Aerial Drone Image Semantic Segmentation using U-Net with MobileNetV2 as the backbone architecture in Pytorch

Primary LanguageJupyter Notebook

Overview

Semantic segmentation refers to the process of linking each pixel in an image to a class label. These labels could include a person, car, flower, piece of furniture, etc., just to mention a few.

We can think of semantic segmentation as image classification at a pixel level. For example, in an image that has many cars, segmentation will label all the objects as car objects. However, a separate class of models known as instance segmentation is able to label the separate instances where an object appears in an image. This kind of segmentation can be very useful in applications that are used to count the number of objects, such as counting the amount of foot traffic in a mall.

I have used a U-Net architecture with a MobilenetV2 as the backbone. The evaluation metrics are MeanIOU and Pixel accuracy.

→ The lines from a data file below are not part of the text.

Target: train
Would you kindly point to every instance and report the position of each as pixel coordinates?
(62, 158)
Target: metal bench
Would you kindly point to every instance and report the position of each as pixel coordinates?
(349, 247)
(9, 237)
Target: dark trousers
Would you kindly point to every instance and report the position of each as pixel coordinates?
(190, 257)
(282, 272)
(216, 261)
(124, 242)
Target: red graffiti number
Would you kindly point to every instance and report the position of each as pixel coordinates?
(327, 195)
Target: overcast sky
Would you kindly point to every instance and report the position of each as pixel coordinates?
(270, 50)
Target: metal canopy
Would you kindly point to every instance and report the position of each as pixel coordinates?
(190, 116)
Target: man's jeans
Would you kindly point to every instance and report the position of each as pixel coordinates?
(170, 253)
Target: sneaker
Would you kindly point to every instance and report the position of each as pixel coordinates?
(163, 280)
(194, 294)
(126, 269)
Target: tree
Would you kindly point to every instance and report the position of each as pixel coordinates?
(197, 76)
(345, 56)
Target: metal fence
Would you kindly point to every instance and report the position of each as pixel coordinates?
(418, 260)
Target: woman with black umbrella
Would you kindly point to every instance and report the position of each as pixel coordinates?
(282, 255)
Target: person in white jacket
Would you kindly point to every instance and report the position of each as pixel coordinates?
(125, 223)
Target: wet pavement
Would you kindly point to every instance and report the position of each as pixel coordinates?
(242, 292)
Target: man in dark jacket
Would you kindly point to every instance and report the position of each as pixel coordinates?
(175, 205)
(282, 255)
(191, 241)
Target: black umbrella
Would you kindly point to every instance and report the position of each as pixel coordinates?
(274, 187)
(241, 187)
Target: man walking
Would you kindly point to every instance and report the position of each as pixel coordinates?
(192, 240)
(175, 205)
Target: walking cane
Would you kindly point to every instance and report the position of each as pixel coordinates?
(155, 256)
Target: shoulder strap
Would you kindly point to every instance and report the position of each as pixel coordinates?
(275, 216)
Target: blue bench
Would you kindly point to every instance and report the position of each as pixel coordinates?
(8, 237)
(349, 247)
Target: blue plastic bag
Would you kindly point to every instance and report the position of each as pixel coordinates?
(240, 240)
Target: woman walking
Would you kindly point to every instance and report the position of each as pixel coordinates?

The Semantic Drone Dataset focuses on semantic understanding of urban scenes for increasing the safety of autonomous drone flight and landing procedures. The imagery depicts more than 20 houses from nadir (bird's eye) view acquired at an altitude of 5 to 30 meters above ground. A high resolution camera was used to acquire images at a size of 6000x4000px (24Mpx). The training set contains 400 publicly available images and the test set is made up of 200 private images.